Find if sum of two numbers in an array is equal to k

I am trying to solve:

Given an array of integers, return indices of the two numbers such that they add up to a specific target.

You may assume that each input would have exactly one solution, and you may not use the same element twice.

Example:
Given nums = [2, 7, 11, 15], target = 9,

Because nums[0] + nums[1] = 2 + 7 = 9,
return [0, 1].

Here is my solution:

def twoSum(nums, target):
        """
        :type nums: List[int]
        :type target: int
        :rtype: List[int]
        """

        hash_table = {}
        k = target

        for i, x in enumerate(nums):
            if x not in hash_table:
                hash_table[x] = i

        for x in nums:
            if k-x in hash_table:
                if hash_table[k-x]!= hash_table[x]:
                    return [hash_table[x], hash_table[k-x]]

Now the solution is not correct as it fails the test case like [3,3], 6. Now both 3s get stored in hash table as one entry which is expected, so only one index is recorded in the hash table for 3 and my solution doesn't work.

So, I think the solution might not be with hash tables. But the correct solution is:

public int[] twoSum(int[] nums, int target) {
    Map<Integer, Integer> map = new HashMap<>();
    for (int i = 0; i < nums.length; i++) {
        map.put(nums[i], i);
    }
    for (int i = 0; i < nums.length; i++) {
        int complement = target - nums[i];
        if (map.containsKey(complement) && map.get(complement) != i) {
            return new int[] { i, map.get(complement) };
        }
    }
    throw new IllegalArgumentException("No two sum solution");
}

Now, this is essentially the same solution in Java and it is mentioned as the correct one.

So, my question is:

  1. How can I change my solution in Python to work and not fail the test case?
  2. How is the Java solution different, does its hash table have some other behavior?

Thanks for your help.

Solution

  • The Java solution has a check that takes care of two equal elements:

    if (map.containsKey(complement) && map.get(complement) != i)

    The first part of this condition - map.containsKey(complement) - means that the number complement is present in the Map, while the second part - map.get(complement) != i) - means that the index of complement stored in the map is different from the index i. This means that if complement == nums[i], there are two identical numbers in the input array.
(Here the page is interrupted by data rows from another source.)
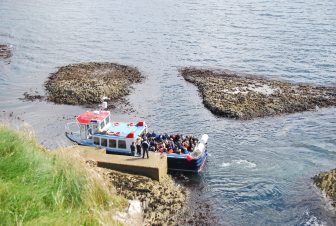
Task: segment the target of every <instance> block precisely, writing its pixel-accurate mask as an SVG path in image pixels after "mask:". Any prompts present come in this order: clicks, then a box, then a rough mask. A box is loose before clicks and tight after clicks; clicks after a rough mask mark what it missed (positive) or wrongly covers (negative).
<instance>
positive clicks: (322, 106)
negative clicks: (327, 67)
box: [180, 68, 336, 119]
mask: <svg viewBox="0 0 336 226" xmlns="http://www.w3.org/2000/svg"><path fill="white" fill-rule="evenodd" d="M180 73H181V75H182V77H183V78H184V79H185V80H186V81H188V82H190V83H193V84H194V85H196V86H197V87H198V89H199V92H200V93H201V95H202V97H203V103H204V105H205V107H207V108H208V109H209V110H210V111H211V112H212V113H213V114H215V115H219V116H223V117H228V118H235V119H253V118H257V117H265V116H274V115H279V114H284V113H295V112H302V111H308V110H315V109H316V108H320V107H329V106H336V87H322V86H314V85H307V84H293V83H289V82H285V81H276V80H269V79H265V78H260V77H252V76H239V75H237V74H234V73H228V72H223V71H214V70H206V69H197V68H183V69H181V70H180Z"/></svg>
    I don't know Python, but it looks like your code fails because

    if hash_table[k-x]!= hash_table[x]

    always returns false when k-x == x. You need to compare hash_table[k-x] to the current index of the input array.

    Based on your first Python loop, I'm assuming the second loop should look like this:

        for i, x in enumerate(nums):
        if k-x in hash_table:
            if hash_table[k-x]!= i:
                return [i, hash_table[k-x]]